I understand that Intel's Fortran compiler ifort performs some amount of function inlining and interprocedural optimization (IPO), as well as other, standard optimizations. This can be done as in the following example:
ifort -O2 -finline-functions -ipo myProgram.f function.f subroutine.f -o MyProgram
Compiler Option Explanations:
-O2 flag tells the compiler to perform significant optimizations (which for Fortran, includes function inlining). -finline-functions flag tells the compiler to allow function inlining.
(This is the default behavior; I include the flag here for the sake of explicitness.) -ipo flag tells the compiler to perform IPO. Suppose I break up the compilation process into two steps, as is often done when using a Makefile....
I compile and assemble a bunch of files separately, turning source code into object files:
ifort -O2 -ipo -c function.f -o function.o
ifort -O2 -ipo -c subroutine.f -o subroutine.o
ifort -O2 -ipo -c myProgram.f -o myProgram.o
(I'm guessing no inlining is done at this step because the files are compiled independently....)
I then link the object files together and create the executable:
ifort -O2 -finline-functions -ipo myProgram.o function.o subroutine.o -o MyProgramIf I do compile files individually, which of these optimization flags should be passed to the compiler at which stages? During which step are inlining and IPO performed?

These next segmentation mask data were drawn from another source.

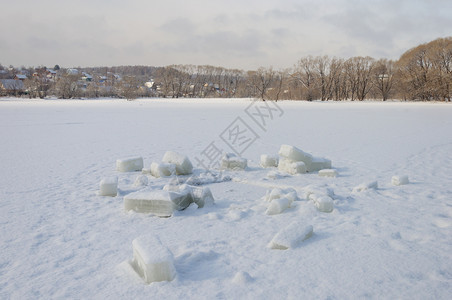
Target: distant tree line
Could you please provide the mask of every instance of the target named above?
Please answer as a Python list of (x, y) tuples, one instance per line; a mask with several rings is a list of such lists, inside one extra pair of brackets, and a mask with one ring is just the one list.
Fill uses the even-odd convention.
[[(25, 70), (25, 71), (24, 71)], [(71, 71), (72, 70), (72, 71)], [(252, 71), (209, 65), (64, 69), (5, 68), (0, 79), (27, 73), (22, 94), (80, 97), (260, 98), (263, 100), (442, 100), (452, 96), (452, 37), (406, 51), (399, 60), (307, 56), (292, 68)], [(3, 94), (8, 94), (3, 90)], [(11, 93), (10, 93), (11, 94)], [(20, 94), (20, 93), (19, 93)], [(14, 95), (18, 95), (14, 91)]]

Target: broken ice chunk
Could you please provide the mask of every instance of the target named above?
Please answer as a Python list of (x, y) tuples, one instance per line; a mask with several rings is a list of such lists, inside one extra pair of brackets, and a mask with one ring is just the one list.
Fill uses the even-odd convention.
[(319, 171), (320, 177), (337, 177), (337, 171), (334, 169), (323, 169)]
[(124, 197), (124, 209), (170, 217), (174, 211), (174, 204), (167, 191), (138, 191)]
[(100, 196), (115, 197), (118, 194), (118, 177), (105, 177), (100, 181)]
[(279, 156), (289, 159), (291, 161), (302, 161), (305, 164), (311, 162), (313, 159), (311, 154), (303, 152), (297, 147), (290, 145), (281, 145), (278, 154)]
[(278, 166), (278, 157), (275, 155), (262, 154), (261, 155), (261, 166), (263, 168), (271, 168)]
[(306, 173), (306, 164), (302, 161), (291, 161), (283, 158), (279, 161), (278, 170), (291, 175)]
[(176, 165), (170, 163), (151, 164), (151, 175), (154, 177), (167, 177), (176, 174)]
[(193, 202), (198, 205), (198, 208), (203, 208), (204, 206), (212, 205), (215, 200), (213, 198), (212, 192), (208, 187), (192, 187)]
[(245, 170), (248, 161), (246, 158), (238, 157), (233, 153), (225, 153), (221, 158), (221, 169)]
[(116, 170), (119, 172), (141, 171), (142, 169), (142, 157), (129, 157), (116, 160)]
[(304, 188), (305, 198), (314, 202), (315, 207), (321, 212), (332, 212), (334, 209), (334, 191), (332, 188), (322, 185), (308, 185)]
[(285, 189), (284, 191), (285, 191), (284, 197), (289, 199), (291, 202), (298, 200), (297, 192), (294, 189), (289, 188), (289, 189)]
[(154, 235), (132, 241), (134, 270), (146, 283), (172, 281), (176, 277), (174, 258), (169, 249)]
[(315, 172), (321, 169), (331, 169), (331, 160), (321, 157), (314, 157), (312, 161), (306, 163), (308, 172)]
[(306, 173), (306, 164), (302, 161), (297, 161), (294, 163), (291, 163), (289, 168), (286, 170), (289, 174), (302, 174)]
[(184, 191), (141, 190), (124, 197), (124, 209), (170, 217), (174, 210), (184, 210), (193, 202), (191, 193)]
[(154, 177), (160, 177), (160, 164), (156, 162), (151, 163), (151, 167), (149, 168), (149, 172)]
[(410, 183), (410, 181), (408, 180), (408, 175), (403, 176), (394, 175), (391, 178), (391, 183), (392, 185), (404, 185)]
[(327, 185), (318, 185), (318, 184), (310, 184), (303, 188), (304, 191), (304, 198), (306, 200), (313, 200), (313, 197), (318, 196), (328, 196), (331, 198), (334, 198), (334, 190), (332, 188), (329, 188)]
[(193, 171), (193, 165), (188, 157), (174, 151), (167, 151), (163, 156), (162, 162), (175, 164), (176, 175), (188, 175)]
[(268, 206), (267, 210), (265, 211), (266, 215), (277, 215), (282, 213), (284, 210), (290, 207), (290, 204), (292, 201), (290, 201), (288, 198), (279, 198), (279, 199), (273, 199), (272, 202), (270, 202), (270, 205)]
[(294, 248), (310, 238), (312, 233), (312, 225), (304, 225), (301, 222), (294, 221), (289, 226), (281, 229), (268, 244), (268, 247), (280, 250)]
[(291, 201), (291, 203), (293, 201), (298, 200), (297, 192), (293, 188), (286, 188), (286, 189), (273, 188), (273, 189), (267, 190), (267, 192), (264, 196), (264, 200), (267, 202), (271, 202), (274, 199), (279, 199), (279, 198), (283, 198), (283, 197), (289, 199)]
[(274, 188), (274, 189), (271, 189), (271, 190), (267, 190), (267, 193), (265, 194), (265, 197), (264, 197), (264, 199), (265, 199), (265, 201), (268, 201), (268, 202), (270, 202), (270, 201), (272, 201), (273, 199), (279, 199), (279, 198), (281, 198), (282, 197), (282, 190), (281, 189), (278, 189), (278, 188)]
[(333, 199), (331, 199), (328, 196), (318, 196), (318, 197), (312, 197), (314, 200), (314, 205), (317, 208), (318, 211), (321, 212), (332, 212), (334, 209)]
[(297, 192), (293, 188), (286, 188), (286, 189), (280, 189), (280, 188), (273, 188), (267, 190), (264, 196), (264, 200), (267, 202), (271, 202), (274, 199), (279, 198), (287, 198), (291, 202), (298, 200)]
[(281, 157), (281, 160), (278, 168), (279, 170), (287, 173), (291, 173), (289, 171), (289, 169), (291, 169), (290, 162), (303, 162), (306, 168), (304, 172), (292, 171), (292, 174), (314, 172), (321, 169), (331, 169), (331, 160), (321, 157), (313, 157), (311, 154), (303, 152), (294, 146), (281, 145), (281, 148), (279, 149), (279, 156)]
[(168, 193), (176, 210), (184, 210), (193, 203), (192, 189), (186, 184), (181, 185), (179, 191), (169, 191)]
[(134, 187), (147, 186), (149, 183), (149, 179), (146, 175), (139, 175), (135, 182), (133, 183)]

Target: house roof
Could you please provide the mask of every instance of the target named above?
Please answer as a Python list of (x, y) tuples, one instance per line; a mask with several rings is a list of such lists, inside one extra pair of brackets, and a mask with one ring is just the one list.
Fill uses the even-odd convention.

When you compile with -ipo, the compiler generates intermediate code but does no optimization or inlining at all. You have .o files but they don't contain any machine instructions. When you then call ifort again to create the executable, the compiler then sucks up all the intermediate code and optimizes it as if you had compiled everything in one big source file. It can then see which routines are referenced and where and can do more optimization and inlining.
You should pass the same optimization options for each compile - they are recorded along with the intermediate code.
I'm pretty sure that other compilers with a similar feature do it much the same way. (I'm a former Intel compiler dev/support engineer.)